Asked later what could have provoked such behavior, Cheney's spokesman, Hal I. Burton, said that "First, I think the example of Libya speaks for itself:   The only language these strongmen understand is violence.  It's just like the Godfather movies, and the horse's head.  It's not personal, it's just business."

The Adminsitreation is reported to be in something of a tizzy over the incident, with Secretary of State Powell reportedly saying "He did what?!?  That schmuck - I'm going to have to spend the next month cleaning up after that knuckle-dragger."  On the other hand, Deputy Defense Secretary Paul Wolfowitz's office pointed out that just because the Vatican has not been shown to have WMD stockpiles does not mean that they aren't a threat to America's security.  "The Pope is the unelected tyrant of a theocracy that espouses a radical agenda of love and fellowship," according to the Pentagon, "And their outdated socialist economic model has clearly failed them.  We need to pre-empt these wafer-wielding weirdos before they … I don't know, consecrate a new cathedral or something."

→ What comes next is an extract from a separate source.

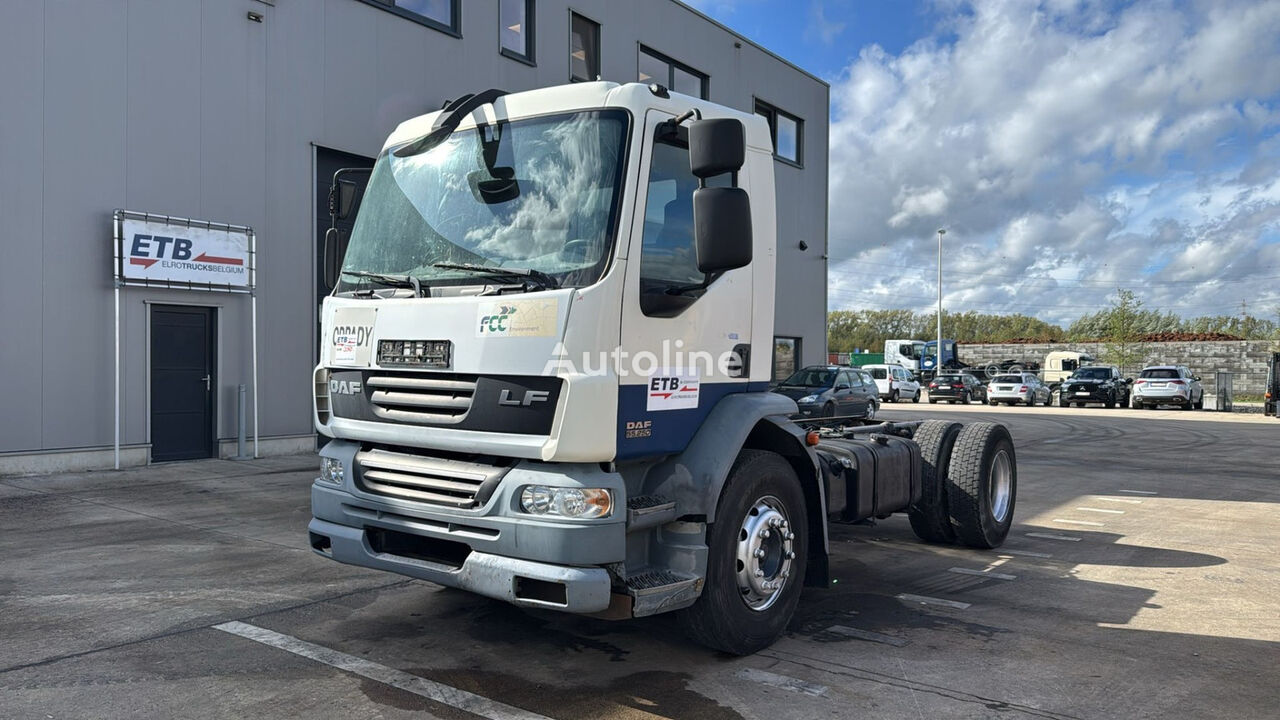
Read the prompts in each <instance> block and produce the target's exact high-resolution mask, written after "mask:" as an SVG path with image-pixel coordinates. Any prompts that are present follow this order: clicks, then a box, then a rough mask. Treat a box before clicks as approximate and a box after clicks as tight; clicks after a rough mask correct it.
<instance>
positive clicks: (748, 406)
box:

National Security Advisor Condoleeza Rice's office refused to comment on the policy dispute, saying "it's not Dr. Rice's job to coordinate policy."  Asked what else the National Security Advisor did, an aide replied "Well, she likes to play piano, and she has to exercise constantly to maintain that figure… oh, you mean job-wise?  Let's just say explaining geography to the President is a full-time job, OK?"

Asked if there were any part of the Vatican apparatus that the Pentagon did not dislike, Wolfowitz's office replied "The Inquisition, the Index of forbidden books, and of course those cool hats."